1. Field of the Invention
This invention relates to a testing apparatus and method for testing a semiconductor device, and more particularly to a test setup for measuring a guaranteed power loss of a semiconductor module, in which the module is not required to have on-board capacitors for the power loss test.
2. Background Art
Currently, to perform power loss testing on a semiconductor module, two large capacitors must be included in the package. These have no value to the user and are only used for power loss testing. Integrated power supply manufacturers cannot guarantee a power loss on their data sheets unless they use complex test processes and on-board capacitors. FIG. 3 shows a board to be tested in which internal input capacitors “X” are needed for a power loss test. In the power loss test circuit, power loss is calculated by the formula PLOSS=(PIN+PDD)−POUT, wherein PLOSS is power loss, PIN is input power, PDD is supply power, and POUT is output power. The module shown is the iP2003 iPOWIR™ module manufactured by the applicant, the International Rectifier Corp., described in document no. PD-96922 A dated Nov. 18, 2004, available at www.irf.com.
The conventional testing arrangement uses traditional “pogo-pins” and sockets. FIG. 1 shows a known test fixture with a “pogo-pin” contact array 30 arranged in a test socket 40 on a test board 50. FIG. 2 shows the pogo-pin structure in schematic sectional form. The pins are mounted in a relatively rigid frame 32. Each pin, for example the pin 34, has a pair of plungers 34a, 34b at its two ends, which are spring-loaded so as to retract a distance d.
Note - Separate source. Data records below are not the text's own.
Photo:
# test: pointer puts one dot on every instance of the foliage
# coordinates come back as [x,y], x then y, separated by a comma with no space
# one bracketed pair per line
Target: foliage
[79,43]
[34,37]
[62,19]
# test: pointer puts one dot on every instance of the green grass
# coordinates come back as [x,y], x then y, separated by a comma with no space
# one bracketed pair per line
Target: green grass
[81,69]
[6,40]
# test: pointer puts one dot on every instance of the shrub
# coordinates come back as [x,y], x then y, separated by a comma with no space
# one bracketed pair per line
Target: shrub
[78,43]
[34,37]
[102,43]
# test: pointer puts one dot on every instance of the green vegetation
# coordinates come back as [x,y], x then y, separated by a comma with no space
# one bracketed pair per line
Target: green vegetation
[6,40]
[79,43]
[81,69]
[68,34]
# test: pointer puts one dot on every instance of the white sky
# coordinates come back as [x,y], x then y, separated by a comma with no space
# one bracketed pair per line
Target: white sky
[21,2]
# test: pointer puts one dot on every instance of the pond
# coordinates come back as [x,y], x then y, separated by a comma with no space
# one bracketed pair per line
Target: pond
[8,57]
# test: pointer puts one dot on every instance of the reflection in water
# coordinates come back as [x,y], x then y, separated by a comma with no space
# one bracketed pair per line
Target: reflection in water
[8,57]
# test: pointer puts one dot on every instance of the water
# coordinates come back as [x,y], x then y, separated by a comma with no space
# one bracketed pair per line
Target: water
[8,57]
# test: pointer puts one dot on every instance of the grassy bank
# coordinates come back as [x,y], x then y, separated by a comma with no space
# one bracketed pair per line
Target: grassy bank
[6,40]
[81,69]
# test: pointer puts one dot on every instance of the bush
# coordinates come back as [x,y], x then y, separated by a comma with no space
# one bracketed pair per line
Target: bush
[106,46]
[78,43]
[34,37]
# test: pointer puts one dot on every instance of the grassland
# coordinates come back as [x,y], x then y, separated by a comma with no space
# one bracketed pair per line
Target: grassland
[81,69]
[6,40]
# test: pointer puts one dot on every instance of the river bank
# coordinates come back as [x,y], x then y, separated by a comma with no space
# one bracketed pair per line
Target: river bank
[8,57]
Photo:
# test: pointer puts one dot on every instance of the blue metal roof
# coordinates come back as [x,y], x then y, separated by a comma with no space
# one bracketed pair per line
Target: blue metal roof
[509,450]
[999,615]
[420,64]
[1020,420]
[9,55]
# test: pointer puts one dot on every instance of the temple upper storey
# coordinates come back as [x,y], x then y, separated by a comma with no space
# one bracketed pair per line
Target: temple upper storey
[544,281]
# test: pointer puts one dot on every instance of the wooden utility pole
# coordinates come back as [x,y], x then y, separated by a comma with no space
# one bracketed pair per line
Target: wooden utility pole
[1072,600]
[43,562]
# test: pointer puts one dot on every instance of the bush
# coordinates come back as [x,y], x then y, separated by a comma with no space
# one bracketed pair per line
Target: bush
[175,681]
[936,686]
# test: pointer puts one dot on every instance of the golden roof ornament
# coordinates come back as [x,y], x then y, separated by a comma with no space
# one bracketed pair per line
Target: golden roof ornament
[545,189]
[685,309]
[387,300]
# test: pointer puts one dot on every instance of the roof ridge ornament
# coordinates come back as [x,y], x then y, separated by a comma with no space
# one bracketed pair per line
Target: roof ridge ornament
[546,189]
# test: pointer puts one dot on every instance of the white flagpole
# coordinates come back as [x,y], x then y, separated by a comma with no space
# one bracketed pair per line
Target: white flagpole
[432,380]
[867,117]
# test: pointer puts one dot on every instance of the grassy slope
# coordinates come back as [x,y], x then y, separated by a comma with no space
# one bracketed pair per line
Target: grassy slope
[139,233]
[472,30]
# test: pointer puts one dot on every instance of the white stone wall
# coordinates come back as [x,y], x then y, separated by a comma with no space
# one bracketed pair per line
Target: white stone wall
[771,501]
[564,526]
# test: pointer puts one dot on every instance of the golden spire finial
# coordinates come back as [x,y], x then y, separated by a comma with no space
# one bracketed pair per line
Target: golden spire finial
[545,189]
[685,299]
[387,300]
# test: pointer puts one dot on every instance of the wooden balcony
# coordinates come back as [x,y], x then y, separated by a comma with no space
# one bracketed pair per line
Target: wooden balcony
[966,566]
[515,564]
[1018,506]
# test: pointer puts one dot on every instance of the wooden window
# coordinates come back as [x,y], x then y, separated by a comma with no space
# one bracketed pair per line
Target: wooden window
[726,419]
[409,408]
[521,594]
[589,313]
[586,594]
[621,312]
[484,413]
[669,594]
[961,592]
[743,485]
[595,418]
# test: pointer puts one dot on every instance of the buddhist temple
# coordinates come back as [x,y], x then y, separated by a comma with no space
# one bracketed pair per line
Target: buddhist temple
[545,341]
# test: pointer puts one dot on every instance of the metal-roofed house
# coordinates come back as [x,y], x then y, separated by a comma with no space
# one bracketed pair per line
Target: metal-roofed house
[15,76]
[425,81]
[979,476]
The module being tested is placed from above on the test socket shown in FIG. 1, where the spring-loaded pogo pins make contact with electrodes on the module to apply power and make measurements of parameters on the module. Because the pins are fixed in location with respect to their frame and to the test socket, registration between the pins and the electrodes on the module must be very precise.
The known pogo pin arrangement can generate both stray inductance and interconnection resistance (contact resistance plus conductor resistance) which can cause oscillation and power loss at the power supply input and output, causing power loss measurements to be inaccurate. Also, if the pogo pins make poor or intermittent contact with the corresponding test points on the module, voltage transients can occur when power is applied. Such transients may waste testing time, since the test cannot be completed until the transients settle down, and they may even damage the semiconductor module.
For accurate power loss testing it is important to have a low impedance supply, comprising capacitors with little or no interconnection distance. Any increase in the separation between the supply and the module supply pins will increase stray inductance in the supply circuit. This stray inductance in turn will result in voltage oscillations (dynamic variations) on the supply pins of the module which will change the power loss and can even cause failure of the module, due to transient over-voltage conditions.
Furthermore, the power-loss measurement has to be accurate. The pogo-pins form a coarse grid with a limited number of pins making contact to each of the required pads, resulting in a high contact resistance. The pins themselves also have some resistance. This total interconnection resistance between the test socket and the module, although reasonably small, can be significant, especially at high-current power-loss testing. The voltage-drop across the interconnections also increases as the current flowing through them causes heating, thereby increasing the interconnection resistance further and changing the power-loss operating point (that is, more of the input power is dissipated within the interconnections, reducing the input power to the module).
The need to eliminate such factors, and particularly to compensate for stray inductance and realize the required low supply impedance inside and at the supply pins of the module, leads to the requirement of large on-board input and output decoupling capacitors which, as mentioned above, are of no value to the customer. They are useful only to the manufacturer, who must include the capacitors in order to test the module, for example to determine a guaranteed power loss figure.